Construction financing in place for Marine Corps academy at Federal City
2 November 2012
The New Orleans Military and Maritime Academy reached a critical milestone, securing construction financing for a high school building in Federal City.
Semper High: Construction financing in place for Marine Corps academy at Federal City
2 November 2012
Four years after a state charter high school idea was conceived to augment the Federal City project in Algiers, leaders of the New Orleans Military and Maritime Academy, where students are cadets and involvement in Marine Corps Junior ROTC is mandatory, have closed on a financing package to build a campus. Construction on the $14 million campus, which will include two renovated century-old Navy buildings, is expected to begin in January, the school’s commandant, Col. Bill Davis, said Friday.
“This, of course, is a critical milestone,” Davis said. “I want to say good things come to those who wait.”
NOMMA opened in the 2010-11 academic year with a freshman class in borrowed space at a former Orleans Parish public school campus in Algiers. The academy began its second academic year in August, with about 230 freshmen and sophomore cadets, albeit in borrowed space inside the Marine Corps Support Facility, the 29-acre compound that is home to Marine Forces Reserve and Marine Forces North.
If the development goes as planned, construction of the new campus, just outside the Marine Corps installation, should be complete in January 2014.
“The construction gives us all the educational spaces we need for our full-size school of 600 to 700 cadets,” Davis said.
During the next two academic years, the academy will add freshman classes as current cadets move up in grade, rounding out a four-year high school.
The academy will piggy back on Federal City for amenities such as the project’s auditorium for assemblies and the YMCA and track for physical activities, Davis said, explaining how a high school campus could be built for $14 million.

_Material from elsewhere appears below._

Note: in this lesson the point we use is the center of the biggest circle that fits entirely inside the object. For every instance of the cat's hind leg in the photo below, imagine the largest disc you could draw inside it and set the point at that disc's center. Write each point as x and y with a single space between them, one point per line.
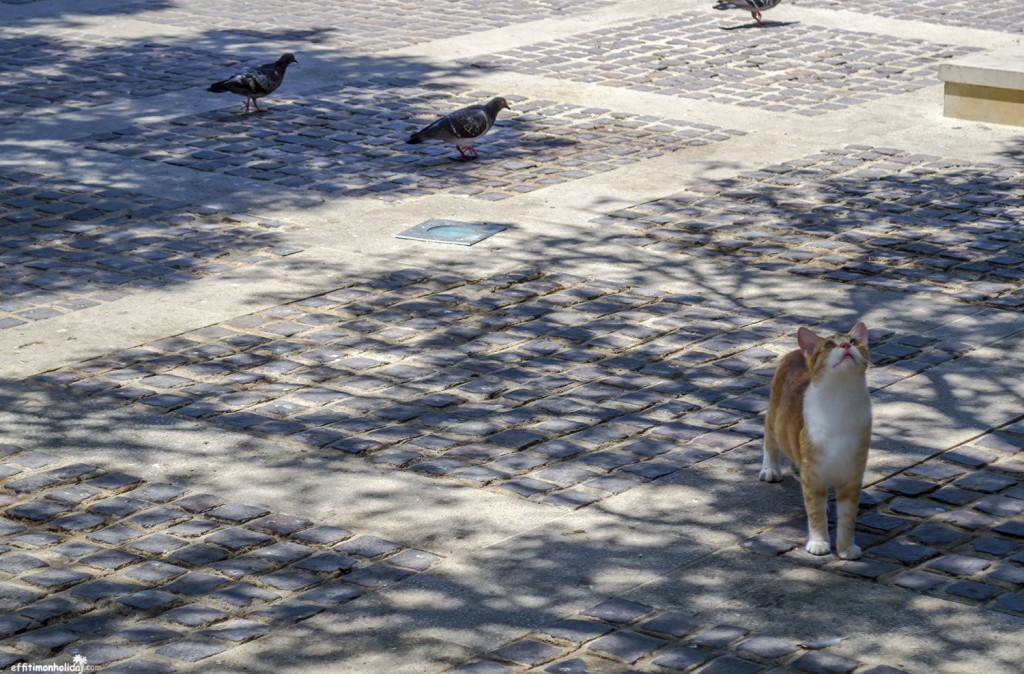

In addition to classrooms, the campus will include a library, space for music and band programs, a cafeteria, labs, locker rooms and administrative offices, Davis said. The staff includes civilian faculty providing a college preparatory curriculum and a cadre of retired Marines who oversee the Junior ROTC program. The Marine Corps has also invested in the school, providing items such as camouflage uniforms to cadets.
All told, $17 million was secured for the campus through a complex financing package that involves new market tax credits and includes $7.5 million on Community Development Block Grants the academy obtained with the Algiers Development Corporation, an arm of the Algiers Development District. That money was used to purchase $11 million in bonds, Davis said.
With help from the New Orleans Federal Alliance, the nonprofit overseeing Federal City, the academy got $3.6 million through Louisiana Economic Development’s “mega fund,” the source for the state’s $150 million contribution to the Federal City project, Davis said.
As part of closing on the financing this week, the academy also entered into a $1.25 million, 71-year lease with HRI, the Federal City master developer, Davis said. He said the $1.25 million is just below the appraised value.
Woodward Design+Build, the New Orleans contractor that built the Marine Corps Support Facility, also was selected to build the academy, Davis said.
The initial campus development plan called for two phases, the first of which was to renovate to buildings the Navy built in the early 1900s. The second phase called for building out new facilities in space between the Navy buildings.
But by waiting, the academy’s board was able to secure a financing package to build the campus at once, Davis said.
“Now we’re going to build the literal campus, to build this academy for future generations,” he said. “So this is a huge first step.”
The academy is viewed as a key piece of the Federal City project and a central element in the state’s pitch to lure a proposed Marine Corps information technology command to New Orleans.